In Spirited, Scrooge/Present has been eligible for “retirement” for ages, but is too scared to return to Earth because he’s afraid he’ll fall back into his old selfish patterns.
This changes when he falls in love with Clint’s “stone cold killer” head of opposition research, Kimberly (Octavia Spencer). Scrooge/Present relates to Kimberly because she’s, in her own words, a “terrible person” — but she doesn’t want to be. Without spoiling too much, Scrooge/Present wins over Kimberly because he sees the good in her; he’s projecting on to her a version of herself she’d like to be, and who she eventually takes critical steps to become (no haunting required!).

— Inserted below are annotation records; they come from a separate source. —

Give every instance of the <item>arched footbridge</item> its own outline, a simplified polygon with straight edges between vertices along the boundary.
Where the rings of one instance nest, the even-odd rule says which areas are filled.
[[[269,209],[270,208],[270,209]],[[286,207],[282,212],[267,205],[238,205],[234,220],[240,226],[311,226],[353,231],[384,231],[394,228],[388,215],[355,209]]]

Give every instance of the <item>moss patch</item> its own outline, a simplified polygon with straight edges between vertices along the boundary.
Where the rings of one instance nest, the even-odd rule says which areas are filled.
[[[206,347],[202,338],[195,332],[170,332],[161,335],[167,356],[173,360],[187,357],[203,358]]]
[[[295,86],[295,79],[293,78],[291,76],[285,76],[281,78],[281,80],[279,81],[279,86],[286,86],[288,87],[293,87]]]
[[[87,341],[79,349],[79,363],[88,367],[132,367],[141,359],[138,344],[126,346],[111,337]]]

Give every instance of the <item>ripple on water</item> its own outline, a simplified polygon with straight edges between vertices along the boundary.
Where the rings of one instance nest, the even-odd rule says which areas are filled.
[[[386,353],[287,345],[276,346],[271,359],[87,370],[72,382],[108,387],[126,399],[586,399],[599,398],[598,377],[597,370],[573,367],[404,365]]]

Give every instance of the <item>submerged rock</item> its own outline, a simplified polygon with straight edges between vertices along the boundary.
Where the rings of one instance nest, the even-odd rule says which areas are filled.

Kimberly starts to see the good in Scrooge/Present as well. At the end of the movie, Scrooge has returned to Earth, and has married and had children with Kimberly. Both are redeemed, both are changed, through their relationships to each other and their children. Similarly, Clint is not redeemed by his experiences with the “Spirits”, but rather by his genuine affection for and friendship with Scrooge.
Psychedelics can provide mystical experiences — they can show people themselves, God, the interconnectedness of nature and humanity, they can give you a taste of a powerful, healing cosmic love. Jesus might drop down from the sky to talk to you. But true spirituality, true love, cannot be achieved through psychedelic medicines; they can only provide a pseudo-”spiritual” experience which can drive a hunger for the real thing.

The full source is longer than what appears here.